Wake-up call
Qui n'a jamais, la honte au front, repoussé un rendez-vous chez le dentiste en s'inventant un prétexte grossier? Celui-là ne peut comprendre le saut dans le vide qui donne à la classe politique française le vertige qu'on lui connaît aujourd'hui. On devait y passer, on y passe. Le glissement du Tout-Sauf-Sarkozy au Tout-C'est-Sarkozy, de "l'épouvantail sectaire" à l'ouverture, de douze années plutôt pépères au stress maximum, se fait avec le tact et le geste gracieux d'un arracheur de dent sur une molaire véreuse. Ca va vite, c'est un peu brutal, ça fait mal sur coup, et ça soulage ensuite. Comme si, tout au long de la campagne, un mélange d'urgence et de honte face à l'immobilisme avait nourri le désir de repousser à tout prix l'inévitable. C'est vrai, face à l'échéance, certains préfèrent mourir ou se réfugier dans une illusion d'avenir. D'autres choisissent de vivre. Le seuil a été passé. On peut espérer. La belle au bois dormant ouvre un œil.

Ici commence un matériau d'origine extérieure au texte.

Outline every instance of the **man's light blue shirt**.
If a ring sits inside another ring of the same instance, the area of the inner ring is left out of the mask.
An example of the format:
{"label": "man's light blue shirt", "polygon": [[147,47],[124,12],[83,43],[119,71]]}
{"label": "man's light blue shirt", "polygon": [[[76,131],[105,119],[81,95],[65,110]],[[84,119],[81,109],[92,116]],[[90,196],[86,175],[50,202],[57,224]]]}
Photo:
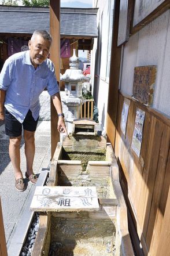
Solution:
{"label": "man's light blue shirt", "polygon": [[54,64],[47,59],[35,70],[29,51],[9,57],[0,74],[0,89],[6,91],[4,106],[23,123],[28,111],[36,120],[39,115],[39,96],[45,88],[50,96],[59,92]]}

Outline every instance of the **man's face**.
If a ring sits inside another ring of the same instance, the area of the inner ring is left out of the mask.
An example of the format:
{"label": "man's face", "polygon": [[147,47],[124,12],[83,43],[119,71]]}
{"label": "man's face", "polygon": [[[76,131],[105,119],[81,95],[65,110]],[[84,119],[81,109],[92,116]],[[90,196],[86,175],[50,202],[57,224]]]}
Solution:
{"label": "man's face", "polygon": [[48,57],[51,42],[37,35],[33,40],[29,41],[28,46],[31,63],[36,68]]}

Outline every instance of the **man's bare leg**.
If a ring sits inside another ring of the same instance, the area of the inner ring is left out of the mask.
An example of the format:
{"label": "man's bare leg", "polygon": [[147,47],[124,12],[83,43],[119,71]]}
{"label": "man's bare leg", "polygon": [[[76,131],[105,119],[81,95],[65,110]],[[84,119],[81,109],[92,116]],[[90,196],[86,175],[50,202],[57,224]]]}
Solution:
{"label": "man's bare leg", "polygon": [[23,178],[20,169],[20,143],[21,136],[19,137],[10,137],[9,153],[13,165],[16,179]]}
{"label": "man's bare leg", "polygon": [[35,132],[24,130],[25,140],[25,154],[27,160],[27,173],[29,176],[33,174],[33,161],[35,155]]}

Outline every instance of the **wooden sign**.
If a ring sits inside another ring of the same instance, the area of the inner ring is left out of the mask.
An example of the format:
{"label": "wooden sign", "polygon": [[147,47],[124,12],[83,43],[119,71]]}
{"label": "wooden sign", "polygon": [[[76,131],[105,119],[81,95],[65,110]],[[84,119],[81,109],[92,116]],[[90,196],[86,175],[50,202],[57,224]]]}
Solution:
{"label": "wooden sign", "polygon": [[156,66],[135,67],[132,96],[146,106],[153,105],[156,73]]}
{"label": "wooden sign", "polygon": [[38,186],[30,210],[35,211],[98,211],[96,188]]}
{"label": "wooden sign", "polygon": [[132,0],[120,0],[117,46],[127,42],[130,37]]}
{"label": "wooden sign", "polygon": [[133,26],[146,24],[169,8],[169,0],[135,0]]}

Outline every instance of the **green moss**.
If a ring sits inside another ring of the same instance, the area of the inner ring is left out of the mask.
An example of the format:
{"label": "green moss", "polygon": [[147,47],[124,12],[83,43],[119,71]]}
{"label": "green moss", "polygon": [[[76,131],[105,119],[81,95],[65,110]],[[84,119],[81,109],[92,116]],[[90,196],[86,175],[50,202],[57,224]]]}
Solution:
{"label": "green moss", "polygon": [[66,152],[63,149],[62,159],[65,160],[80,160],[82,161],[83,171],[86,170],[88,161],[105,161],[106,150],[100,153]]}

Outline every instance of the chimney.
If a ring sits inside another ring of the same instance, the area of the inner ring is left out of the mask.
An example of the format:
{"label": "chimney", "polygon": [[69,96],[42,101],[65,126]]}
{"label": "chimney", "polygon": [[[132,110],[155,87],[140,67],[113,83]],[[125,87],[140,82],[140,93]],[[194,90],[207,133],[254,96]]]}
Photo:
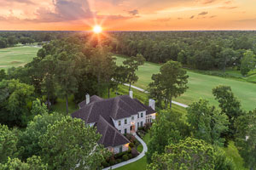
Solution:
{"label": "chimney", "polygon": [[155,108],[155,101],[152,99],[149,99],[149,106],[154,110]]}
{"label": "chimney", "polygon": [[89,94],[86,94],[85,100],[86,100],[86,105],[88,105],[90,103],[90,95],[89,95]]}
{"label": "chimney", "polygon": [[132,99],[132,91],[129,91],[129,95]]}

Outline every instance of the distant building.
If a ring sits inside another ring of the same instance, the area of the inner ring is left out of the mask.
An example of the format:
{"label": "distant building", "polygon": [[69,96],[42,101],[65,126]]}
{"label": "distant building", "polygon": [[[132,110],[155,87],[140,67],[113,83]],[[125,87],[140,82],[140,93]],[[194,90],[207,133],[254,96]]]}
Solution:
{"label": "distant building", "polygon": [[130,141],[123,135],[137,131],[139,127],[155,119],[154,100],[149,99],[149,105],[132,99],[129,95],[112,99],[102,99],[96,95],[79,104],[79,110],[73,117],[83,119],[85,124],[95,126],[102,136],[99,141],[113,153],[128,150]]}

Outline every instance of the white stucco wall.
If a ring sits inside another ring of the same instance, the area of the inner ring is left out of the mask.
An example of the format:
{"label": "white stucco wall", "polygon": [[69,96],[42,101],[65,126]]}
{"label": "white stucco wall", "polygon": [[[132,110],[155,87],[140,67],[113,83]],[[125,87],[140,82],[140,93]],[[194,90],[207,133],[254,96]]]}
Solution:
{"label": "white stucco wall", "polygon": [[[141,114],[143,114],[143,116],[141,117]],[[130,117],[125,117],[124,119],[118,119],[118,120],[113,120],[112,119],[114,127],[118,129],[121,131],[121,133],[125,133],[125,129],[126,128],[127,130],[127,133],[131,133],[131,126],[135,125],[135,131],[137,131],[137,122],[139,122],[139,127],[141,127],[141,122],[143,122],[143,126],[144,126],[145,122],[146,122],[146,110],[143,111],[139,111],[139,118],[137,118],[137,114],[136,115],[132,115]],[[134,120],[131,120],[131,117],[134,117]],[[127,120],[127,124],[125,124],[125,120]],[[121,125],[119,125],[119,121],[121,122]]]}
{"label": "white stucco wall", "polygon": [[109,151],[113,152],[113,154],[119,153],[119,148],[122,146],[122,151],[127,151],[129,148],[129,144],[125,144],[123,145],[116,146],[116,147],[108,147]]}

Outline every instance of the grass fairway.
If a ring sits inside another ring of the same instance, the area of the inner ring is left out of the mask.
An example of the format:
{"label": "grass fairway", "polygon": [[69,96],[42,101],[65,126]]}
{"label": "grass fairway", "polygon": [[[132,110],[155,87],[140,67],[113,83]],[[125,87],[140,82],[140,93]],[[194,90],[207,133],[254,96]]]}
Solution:
{"label": "grass fairway", "polygon": [[39,48],[20,46],[0,49],[0,69],[22,66],[37,56]]}
{"label": "grass fairway", "polygon": [[[117,57],[117,64],[121,65],[125,58]],[[148,84],[152,82],[151,76],[159,72],[160,65],[146,62],[139,67],[137,72],[139,80],[135,86],[147,88]],[[189,89],[181,97],[175,99],[176,101],[189,105],[197,101],[200,98],[206,99],[211,104],[218,105],[218,102],[212,94],[212,89],[218,85],[230,86],[235,95],[241,100],[242,108],[247,110],[256,108],[256,84],[233,79],[223,78],[203,75],[188,71]]]}

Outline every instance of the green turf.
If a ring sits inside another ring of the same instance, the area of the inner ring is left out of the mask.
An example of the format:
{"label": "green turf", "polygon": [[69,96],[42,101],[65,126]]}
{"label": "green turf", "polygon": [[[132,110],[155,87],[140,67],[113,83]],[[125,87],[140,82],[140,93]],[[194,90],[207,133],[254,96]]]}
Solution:
{"label": "green turf", "polygon": [[37,56],[39,48],[20,46],[0,49],[0,69],[22,66]]}
{"label": "green turf", "polygon": [[[121,65],[125,60],[125,58],[117,57],[116,62],[118,65]],[[148,84],[152,82],[152,74],[158,73],[160,67],[160,65],[146,62],[139,67],[137,72],[139,80],[134,85],[144,89],[147,88]],[[212,94],[212,89],[218,85],[227,85],[231,87],[235,95],[241,100],[243,109],[249,110],[256,108],[255,83],[203,75],[189,71],[188,71],[188,75],[189,76],[189,89],[181,97],[175,99],[176,101],[189,105],[202,98],[208,99],[211,104],[218,105],[218,102]]]}
{"label": "green turf", "polygon": [[[146,144],[148,143],[149,141],[149,133],[147,133],[144,137],[143,137],[143,140]],[[125,165],[124,167],[116,168],[116,170],[144,170],[147,167],[147,158],[146,156],[143,156],[142,159],[133,162],[133,163],[130,163],[128,165]]]}

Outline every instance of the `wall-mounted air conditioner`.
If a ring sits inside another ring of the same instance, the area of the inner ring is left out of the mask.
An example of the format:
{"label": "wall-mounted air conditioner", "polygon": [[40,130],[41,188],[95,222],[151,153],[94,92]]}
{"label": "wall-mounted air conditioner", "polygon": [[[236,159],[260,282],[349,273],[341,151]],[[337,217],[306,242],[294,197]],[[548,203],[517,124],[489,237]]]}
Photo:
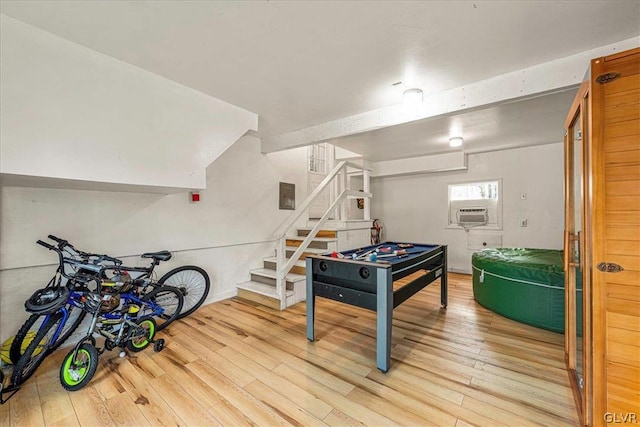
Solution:
{"label": "wall-mounted air conditioner", "polygon": [[486,225],[489,221],[487,208],[460,208],[456,214],[458,225],[464,228]]}

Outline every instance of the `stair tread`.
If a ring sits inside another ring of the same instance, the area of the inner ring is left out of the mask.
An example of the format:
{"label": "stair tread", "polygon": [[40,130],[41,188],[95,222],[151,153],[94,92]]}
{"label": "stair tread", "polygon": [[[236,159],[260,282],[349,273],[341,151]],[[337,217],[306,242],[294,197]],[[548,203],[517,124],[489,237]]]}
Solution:
{"label": "stair tread", "polygon": [[[296,250],[298,250],[298,246],[287,246],[285,249],[288,251],[295,252]],[[326,254],[327,249],[307,248],[304,250],[304,252],[313,252],[314,254]]]}
{"label": "stair tread", "polygon": [[[257,274],[258,276],[269,277],[271,279],[276,278],[276,271],[270,270],[268,268],[256,268],[255,270],[251,270],[251,274]],[[289,273],[287,274],[286,279],[289,282],[298,282],[300,280],[306,280],[307,276],[304,276],[302,274]]]}
{"label": "stair tread", "polygon": [[[307,236],[287,236],[286,240],[300,240],[303,241],[304,239],[306,239]],[[336,240],[338,240],[335,237],[314,237],[312,240],[315,240],[316,242],[335,242]]]}
{"label": "stair tread", "polygon": [[[291,258],[287,258],[287,261],[289,261]],[[270,256],[270,257],[266,257],[263,258],[263,261],[267,261],[267,262],[278,262],[278,258],[274,257],[274,256]],[[296,261],[296,263],[294,265],[297,265],[298,267],[304,267],[306,266],[306,263],[304,262],[304,260],[298,260]]]}
{"label": "stair tread", "polygon": [[[279,299],[279,296],[276,293],[276,288],[264,283],[254,282],[253,280],[249,280],[246,282],[238,283],[237,287],[239,289],[245,289],[245,290],[252,291],[264,296]],[[285,292],[286,292],[285,293],[286,296],[293,295],[294,293],[293,290],[288,290],[288,289]]]}

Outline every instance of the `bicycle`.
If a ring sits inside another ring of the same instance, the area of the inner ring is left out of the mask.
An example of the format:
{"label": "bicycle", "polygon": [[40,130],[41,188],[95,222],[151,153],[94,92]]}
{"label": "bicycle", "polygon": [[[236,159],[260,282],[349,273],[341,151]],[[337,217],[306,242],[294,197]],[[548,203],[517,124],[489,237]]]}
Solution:
{"label": "bicycle", "polygon": [[[69,338],[84,318],[83,297],[89,290],[91,282],[98,283],[103,266],[81,263],[78,260],[65,258],[63,252],[41,240],[37,242],[58,254],[58,268],[47,286],[38,289],[25,301],[25,309],[33,315],[20,328],[10,349],[15,359],[19,354],[11,375],[10,388],[16,389],[38,369],[42,361]],[[82,269],[82,273],[73,275],[65,271],[66,265]],[[62,278],[68,280],[62,285]],[[76,315],[77,313],[77,315]],[[69,319],[73,319],[69,322]],[[40,320],[37,329],[34,325]],[[22,343],[28,333],[34,334],[33,340],[21,352]]]}
{"label": "bicycle", "polygon": [[[73,247],[73,245],[69,244],[67,240],[61,239],[59,237],[53,235],[49,235],[48,237],[51,240],[58,242],[59,244],[62,243],[67,247],[72,248],[76,253],[80,254],[85,259],[93,257],[99,260],[100,257],[107,257],[106,255],[91,254],[88,252],[80,251]],[[169,261],[172,258],[171,252],[167,250],[158,252],[147,252],[140,255],[140,257],[144,259],[151,259],[151,264],[148,267],[133,267],[123,266],[120,263],[117,265],[117,268],[115,270],[119,272],[138,273],[137,277],[135,277],[133,280],[136,283],[136,286],[139,286],[143,289],[143,292],[149,291],[153,287],[162,285],[173,286],[174,288],[177,288],[182,293],[184,299],[184,305],[182,306],[182,311],[180,312],[178,319],[182,319],[183,317],[192,314],[194,311],[200,308],[200,306],[207,299],[209,290],[211,288],[211,281],[207,272],[202,268],[195,265],[184,265],[181,267],[176,267],[166,274],[162,275],[160,279],[155,281],[155,268],[161,262]],[[160,329],[163,329],[162,326],[159,327]]]}
{"label": "bicycle", "polygon": [[[111,278],[116,282],[119,278],[126,278],[129,272],[140,273],[138,277],[133,280],[135,281],[136,286],[142,288],[143,293],[151,292],[154,288],[162,285],[173,286],[174,288],[178,289],[183,296],[183,306],[181,312],[178,315],[178,318],[183,318],[193,313],[202,305],[202,303],[208,296],[210,289],[209,276],[200,267],[192,265],[177,267],[164,274],[158,281],[153,280],[155,267],[160,264],[160,262],[168,261],[171,259],[172,255],[169,251],[159,251],[142,254],[142,258],[151,258],[152,260],[151,265],[148,267],[124,267],[122,266],[122,261],[117,258],[113,258],[104,254],[93,254],[81,251],[75,248],[67,240],[61,239],[51,234],[48,236],[48,238],[57,242],[58,249],[69,255],[70,258],[64,259],[74,270],[74,275],[94,274],[96,266],[102,265],[104,263],[109,263],[111,268],[105,267],[100,271],[100,274],[103,276],[103,278],[107,278],[106,271],[109,269],[113,271]],[[64,277],[69,279],[69,276]],[[73,279],[71,279],[70,283],[74,283]],[[73,331],[75,331],[86,314],[82,310],[72,310],[72,307],[68,307],[68,310],[71,314],[70,319],[72,319],[72,321],[65,321],[65,327],[68,329],[62,333],[63,339],[59,341],[57,346],[61,345],[73,333]],[[76,318],[74,316],[78,317]],[[46,319],[44,319],[40,314],[33,314],[27,319],[27,321],[22,325],[18,333],[15,335],[9,351],[9,358],[14,365],[20,359],[20,356],[23,353],[23,348],[26,347],[23,344],[24,340],[27,337],[34,337],[37,331],[43,326],[44,320]],[[160,320],[157,321],[158,330],[162,330],[169,325],[169,322],[167,322],[166,319]]]}
{"label": "bicycle", "polygon": [[[88,384],[97,370],[99,355],[106,350],[121,347],[139,352],[153,343],[156,352],[162,351],[164,339],[154,340],[158,327],[153,316],[162,314],[164,309],[154,301],[161,294],[178,295],[179,304],[173,313],[175,319],[182,308],[181,294],[175,288],[159,286],[140,297],[136,289],[133,284],[124,284],[106,292],[103,286],[102,292],[87,295],[84,310],[92,314],[91,325],[87,335],[65,356],[60,366],[60,384],[65,390],[76,391]],[[110,305],[114,291],[119,296],[117,309]],[[105,304],[108,305],[105,307]],[[97,347],[94,333],[105,338],[104,347]]]}
{"label": "bicycle", "polygon": [[[137,285],[131,280],[128,273],[120,271],[119,265],[122,264],[117,258],[108,255],[86,254],[93,257],[93,262],[82,262],[77,259],[65,258],[63,251],[58,247],[54,247],[41,240],[37,242],[49,250],[53,250],[58,254],[59,265],[54,278],[49,284],[36,291],[26,302],[25,308],[34,315],[41,316],[42,321],[35,331],[35,336],[31,343],[27,346],[24,353],[21,352],[22,343],[27,336],[25,331],[29,331],[28,320],[20,329],[14,338],[10,353],[20,352],[20,357],[15,363],[13,374],[11,376],[11,384],[19,386],[26,381],[40,366],[42,361],[57,349],[78,327],[84,315],[79,315],[74,324],[65,330],[69,319],[68,307],[78,308],[86,312],[87,298],[96,293],[101,293],[103,300],[100,306],[103,310],[100,314],[106,320],[118,319],[117,315],[111,315],[110,311],[115,310],[120,305],[121,288],[127,286],[138,292]],[[71,247],[68,242],[61,240],[59,246]],[[105,265],[105,263],[109,263]],[[70,265],[76,272],[73,275],[65,271],[65,266]],[[112,269],[115,275],[108,279],[106,270]],[[68,280],[67,286],[61,285],[61,278]],[[118,281],[115,281],[118,279]],[[91,291],[88,283],[96,283],[96,291]],[[113,292],[115,288],[116,292]],[[140,305],[140,315],[157,316],[159,325],[155,325],[154,330],[160,330],[168,326],[174,321],[182,309],[182,294],[176,288],[170,286],[156,286],[150,292],[144,294],[124,294],[127,301],[134,301]],[[113,303],[116,303],[114,306]],[[35,323],[35,322],[32,322]],[[64,331],[64,334],[63,334]]]}

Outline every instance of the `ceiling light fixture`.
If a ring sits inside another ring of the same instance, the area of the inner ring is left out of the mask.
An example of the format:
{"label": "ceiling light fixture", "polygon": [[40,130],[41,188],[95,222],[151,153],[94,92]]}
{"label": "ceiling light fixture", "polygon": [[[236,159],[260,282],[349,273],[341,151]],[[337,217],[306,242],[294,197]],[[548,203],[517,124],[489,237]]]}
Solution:
{"label": "ceiling light fixture", "polygon": [[461,136],[454,136],[449,138],[449,146],[450,147],[460,147],[464,139]]}
{"label": "ceiling light fixture", "polygon": [[412,88],[407,89],[402,94],[402,102],[407,105],[414,105],[422,102],[422,89]]}

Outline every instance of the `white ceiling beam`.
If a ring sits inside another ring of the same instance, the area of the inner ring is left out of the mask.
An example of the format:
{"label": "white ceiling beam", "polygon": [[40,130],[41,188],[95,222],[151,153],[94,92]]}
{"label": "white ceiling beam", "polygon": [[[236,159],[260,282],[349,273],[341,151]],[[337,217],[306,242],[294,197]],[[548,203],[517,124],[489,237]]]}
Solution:
{"label": "white ceiling beam", "polygon": [[417,107],[394,105],[311,126],[281,135],[262,138],[262,152],[271,153],[318,142],[331,141],[389,126],[431,117],[487,108],[577,86],[584,79],[592,58],[640,45],[640,37],[623,40],[565,58],[486,80],[428,95]]}
{"label": "white ceiling beam", "polygon": [[373,163],[372,169],[371,178],[465,170],[467,169],[467,156],[463,151],[454,151],[409,159],[385,160]]}

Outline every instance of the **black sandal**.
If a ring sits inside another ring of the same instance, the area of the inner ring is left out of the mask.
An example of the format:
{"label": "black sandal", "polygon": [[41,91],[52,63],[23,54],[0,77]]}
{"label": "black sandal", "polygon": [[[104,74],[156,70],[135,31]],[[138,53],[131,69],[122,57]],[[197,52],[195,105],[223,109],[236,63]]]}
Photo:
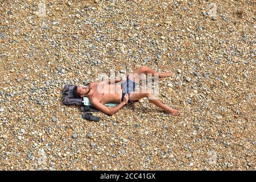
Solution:
{"label": "black sandal", "polygon": [[84,112],[92,111],[92,112],[98,112],[98,109],[95,108],[92,106],[84,106],[81,107],[81,110]]}
{"label": "black sandal", "polygon": [[92,121],[100,121],[100,118],[97,117],[97,116],[94,116],[92,114],[92,113],[82,113],[82,118],[87,120]]}

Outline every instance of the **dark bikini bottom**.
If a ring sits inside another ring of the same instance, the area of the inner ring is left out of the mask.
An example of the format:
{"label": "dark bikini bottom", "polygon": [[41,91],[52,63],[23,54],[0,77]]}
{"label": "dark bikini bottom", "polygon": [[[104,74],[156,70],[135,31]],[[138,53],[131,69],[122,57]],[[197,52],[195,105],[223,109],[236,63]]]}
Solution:
{"label": "dark bikini bottom", "polygon": [[126,81],[122,83],[122,99],[121,101],[123,101],[123,98],[126,94],[128,94],[129,96],[129,99],[128,100],[127,104],[133,104],[135,102],[138,102],[139,100],[133,101],[130,99],[130,93],[135,90],[136,86],[138,83],[132,80],[129,77],[129,75],[127,76]]}

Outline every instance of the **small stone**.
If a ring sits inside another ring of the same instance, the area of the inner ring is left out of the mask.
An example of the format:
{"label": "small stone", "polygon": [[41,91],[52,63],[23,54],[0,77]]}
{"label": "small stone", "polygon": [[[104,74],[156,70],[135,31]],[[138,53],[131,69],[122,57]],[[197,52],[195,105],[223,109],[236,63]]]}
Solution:
{"label": "small stone", "polygon": [[2,135],[2,137],[3,138],[6,139],[6,138],[7,138],[8,136],[7,136],[7,135],[6,134],[3,134],[3,135]]}
{"label": "small stone", "polygon": [[213,20],[213,21],[215,21],[215,20],[216,20],[217,18],[216,18],[216,16],[213,16],[210,19]]}
{"label": "small stone", "polygon": [[168,86],[170,86],[170,87],[172,87],[172,86],[174,86],[174,85],[172,85],[172,83],[168,83],[167,85],[168,85]]}
{"label": "small stone", "polygon": [[186,81],[187,82],[190,82],[191,81],[191,78],[189,77],[186,77]]}
{"label": "small stone", "polygon": [[156,55],[156,57],[158,58],[158,59],[161,59],[162,58],[162,56],[158,54]]}
{"label": "small stone", "polygon": [[56,122],[57,121],[57,118],[55,118],[54,116],[52,117],[52,120],[54,122]]}
{"label": "small stone", "polygon": [[0,33],[0,37],[2,38],[5,38],[5,34],[3,34],[3,33]]}
{"label": "small stone", "polygon": [[73,138],[77,138],[77,134],[76,133],[75,133],[72,135]]}
{"label": "small stone", "polygon": [[49,86],[49,81],[47,81],[46,82],[46,86]]}
{"label": "small stone", "polygon": [[98,169],[98,167],[96,166],[93,166],[92,169],[93,170],[97,170]]}
{"label": "small stone", "polygon": [[25,130],[23,129],[22,129],[20,130],[20,132],[22,133],[25,133]]}

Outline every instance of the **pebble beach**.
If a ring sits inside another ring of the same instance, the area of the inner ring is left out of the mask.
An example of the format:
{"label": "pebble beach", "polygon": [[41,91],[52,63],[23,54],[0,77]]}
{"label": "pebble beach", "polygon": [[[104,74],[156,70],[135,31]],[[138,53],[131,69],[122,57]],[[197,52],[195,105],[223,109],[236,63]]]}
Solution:
{"label": "pebble beach", "polygon": [[[1,1],[0,170],[255,170],[254,1]],[[171,77],[96,122],[65,84]]]}

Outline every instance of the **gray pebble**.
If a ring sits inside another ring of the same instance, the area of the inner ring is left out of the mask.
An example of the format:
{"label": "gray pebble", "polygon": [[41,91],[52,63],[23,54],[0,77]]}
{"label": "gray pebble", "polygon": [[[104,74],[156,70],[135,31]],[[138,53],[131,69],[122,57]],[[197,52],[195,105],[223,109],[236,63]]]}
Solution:
{"label": "gray pebble", "polygon": [[92,169],[93,170],[97,170],[98,169],[98,167],[96,166],[93,166]]}
{"label": "gray pebble", "polygon": [[186,80],[187,82],[190,82],[191,81],[191,78],[189,77],[186,77]]}
{"label": "gray pebble", "polygon": [[49,81],[47,81],[46,82],[46,86],[49,86]]}
{"label": "gray pebble", "polygon": [[158,54],[156,55],[156,57],[158,59],[161,59],[162,58],[162,56],[160,55],[158,55]]}
{"label": "gray pebble", "polygon": [[20,130],[20,132],[22,133],[25,133],[25,130],[24,130],[23,129],[22,129]]}
{"label": "gray pebble", "polygon": [[74,134],[72,135],[72,138],[77,138],[77,134],[76,133],[74,133]]}
{"label": "gray pebble", "polygon": [[56,122],[57,121],[57,118],[55,118],[54,116],[52,117],[52,120],[54,122]]}

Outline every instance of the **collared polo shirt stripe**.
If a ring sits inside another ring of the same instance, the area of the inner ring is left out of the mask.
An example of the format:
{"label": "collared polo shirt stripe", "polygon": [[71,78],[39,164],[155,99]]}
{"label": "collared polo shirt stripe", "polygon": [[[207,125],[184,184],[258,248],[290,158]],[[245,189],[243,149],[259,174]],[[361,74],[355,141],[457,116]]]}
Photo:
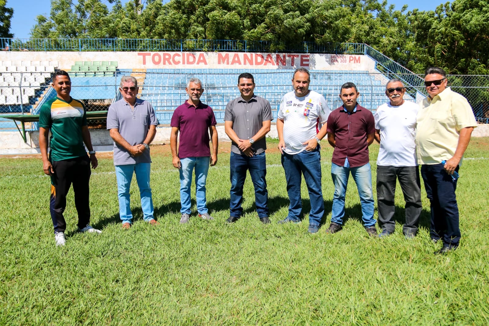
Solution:
{"label": "collared polo shirt stripe", "polygon": [[43,104],[39,126],[51,130],[49,159],[63,161],[87,155],[82,137],[84,126],[87,115],[81,102],[71,98],[67,102],[56,97]]}

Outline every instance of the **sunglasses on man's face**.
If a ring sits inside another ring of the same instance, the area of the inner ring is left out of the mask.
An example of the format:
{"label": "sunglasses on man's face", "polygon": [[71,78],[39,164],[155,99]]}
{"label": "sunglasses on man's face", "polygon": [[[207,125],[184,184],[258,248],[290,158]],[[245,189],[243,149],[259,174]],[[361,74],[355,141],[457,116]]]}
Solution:
{"label": "sunglasses on man's face", "polygon": [[438,80],[432,80],[430,82],[424,82],[424,86],[426,87],[429,87],[431,86],[432,84],[435,84],[436,86],[439,86],[442,82],[445,80],[446,78],[444,78],[443,79],[439,79]]}
{"label": "sunglasses on man's face", "polygon": [[125,92],[127,92],[127,91],[131,89],[131,91],[133,92],[134,90],[136,90],[136,88],[137,88],[137,87],[135,87],[134,86],[133,86],[132,87],[123,87],[122,90],[124,91]]}
{"label": "sunglasses on man's face", "polygon": [[395,90],[398,93],[400,93],[405,88],[405,87],[396,87],[395,88],[387,88],[386,90],[389,94],[392,94]]}

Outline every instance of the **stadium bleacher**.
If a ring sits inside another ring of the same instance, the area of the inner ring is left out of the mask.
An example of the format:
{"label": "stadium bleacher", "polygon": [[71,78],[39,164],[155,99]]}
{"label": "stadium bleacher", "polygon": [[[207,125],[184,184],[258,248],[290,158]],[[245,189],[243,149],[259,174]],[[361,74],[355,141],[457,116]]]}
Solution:
{"label": "stadium bleacher", "polygon": [[[0,113],[29,113],[49,87],[57,61],[2,61],[0,65]],[[0,115],[0,130],[17,130]]]}

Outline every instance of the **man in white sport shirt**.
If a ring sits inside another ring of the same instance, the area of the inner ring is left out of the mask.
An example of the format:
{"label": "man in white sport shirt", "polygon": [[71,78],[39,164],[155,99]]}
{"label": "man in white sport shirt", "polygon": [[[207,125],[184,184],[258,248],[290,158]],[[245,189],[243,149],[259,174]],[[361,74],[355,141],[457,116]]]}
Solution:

Comment ne pas rapprocher en effet les sondages qui mesuraient il y a quelques mois à quel point le Grand Agité faisait peur - y compris dans l'électorat de droite - et ceux qui montrent aujourd'hui qu'une majorité large le soutient. Malgré ses petits mouvements d'épaules agaçants. Peur de quoi d'ailleurs? Peur de l'action? Peur du changement? Peur d'affronter la réalité? Peur de notre paralysie, notre impuissance à s'extraire de la lumière des phares? Il semble que bon nombre de responsables de gauche aient fait la même analyse et préfèrent s'occuper du pays que de la refondation d'un parti socialiste groggy, un genou sur le ring, qui se demande ce qu'il fait là, pourquoi il est seul sur le quai. Gueule de bois dans les sections.
On dit Sarkozy l'Américain. On le dit naturellement avec mépris. D'une certaine façon, oui, son premier sprint montre qu'il en a au moins les bons côtés, ce primat accordé à l'action, choix parfois risqué, cet engagement - si contre-culturel chez nous - qui veut qu'un objectif fixé soit un résultat à atteindre, et non une simple intention évoluant au gré de la complaisance des uns et des intérêts particuliers des autres…
Je me souviens de la première réunion opérationnelle entre un dirigeant américain et le patron de l'entreprise française qu'il venait d'acquérir. Il s'agissait de travailler sur le plan. Les objectifs proposés par l'équipe française étaient ambitieux. Trop ambitieux pour le yankee, irréalistes. Il s'énervait et, finalement, questionna la capacité de l'équipe à les atteindre. "Enfin… lui répondit-on, il ne faut pas non plus se crisper là-dessus, ce ne sont jamais que des objectifs…". Sueur froide du ricain. Oui, je sais, on va me servir la contre preuve irakienne. Oui. Je ne dis pas qu'ils ont toujours raison.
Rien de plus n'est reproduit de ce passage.